Heralded by the groaning and popping of loose floor-boards, Bernard and Shorty came into the small bedroom, which was damp but, thanks to an electric heater, not cold. George looked over his half-glasses at them and smiled with the left side of his face. Mr Pastry, however, gave an unsteady growl; his sight had been failing for some time and now, as he approached the age of sixteen, his sense of smell too might have started to weaken. He was a white bull-terrier cross, with short legs, a lot of pink on his muzzle, and an odour that was not so much unpleasant as disquieting in some way hard to define.
‘Now now, you silly old thing, it’s only kind Uncle Bernard and kind Uncle Shorty,’ said Shorty. ‘Hallo, George.’
‘Yes, do be quiet, Mr Pastry.’ George’s voice was as indistinct as Bernard’s, but not in the same style. ‘If you go on behaving like that, people aren’t going to want to know you. Just you pull yourself together. That’s a good dog. We really can’t have you interfering in the conversation. I should think so, too. Sorry, chaps – do sit down.’
‘Thank you,’ said Bernard, ‘but when my leg’s giving me gyp, as it seems determined to go on doing, I find standing up tends to help a little.’

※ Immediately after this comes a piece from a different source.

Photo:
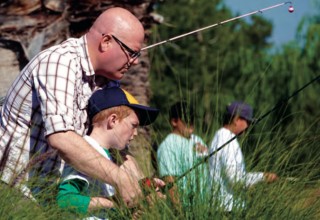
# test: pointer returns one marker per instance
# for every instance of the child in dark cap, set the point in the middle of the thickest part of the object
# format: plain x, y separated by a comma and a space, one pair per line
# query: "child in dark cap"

‘In that case, of course. I’m sorry you’ve been having a bad time.’
‘How are you, George?’ asked Shorty with some emphasis, seating himself on the walnut Queen Anne chair that George had formerly used at his desk.
‘Oh, I’ve been all right, since we last met. I say, have you fellows seen about this?’
With his left hand, George tapped the copy of the Daily Telegraph that lay open in front of him on the plaid blanket. It was naturally the issue of the preceding day, naturally because of what had become a household custom. He liked a newspaper to read with his breakfast; the newspaper of any given morning did not arrive until Adela had fetched it from the village, and even after that was not available to him until Bernard, in particular, had quite finished with it. So George kept up with events tw
enty-four hours in arrears. To one who was interested in long-term movements of history rather than day-to-day occurrences, and who took the precaution of never listening to news broadcasts, the delay hardly mattered.
‘Seen about what?’ asked Bernard after a pause.
‘This man Banda. Talking his head off again. Some trade agreement he evidently doesn’t care for.’
‘He hasn’t been kidnapped, has he?’ asked Shorty.
‘It doesn’t say so here. Was there something on the wireless?’
‘Because if he had, it would be a Banda-snatch, wouldn’t it? I worked that out the other day.’
Bernard wheeled towards the window as abruptly as if a terrorist had just that moment swung into view outside it.
‘I suppose it would,’ said George judicially.
‘And they’d write the details up in a Banda-log.’
‘Would they? Who?’
‘Oh, some blokes round the place.’
‘Well, anyway, to start with he must have a, a thing, you know, you go about in it, it’s got, er, they turn round. A very expensive one, you can be sure. You drive it, or someone else does in his case. Probably gold, gold on the outside. Like that other chap. A bar – no. And probably a gold, er, going to sleep on it. And the same in his … when he washes himself. If he ever does, of course. And eating off a gold – eating off it, you know. Not to speak of a private, um, uses it whenever he wants to go anywhere special, to one of those other places down there to see his pals. Engine. No. With a fellow to fly it for him. A plate. No, but you know what I mean. And the point is it’s all because of us. Without us he’d be nothing, would he? But for us he’d still be living in his, ooh, made out of … with a black woman bringing him, off the – growing there, you know. And the swine’s supposed to be some sort of hero. Father of his people and all that. A plane, a private plane, that’s it.’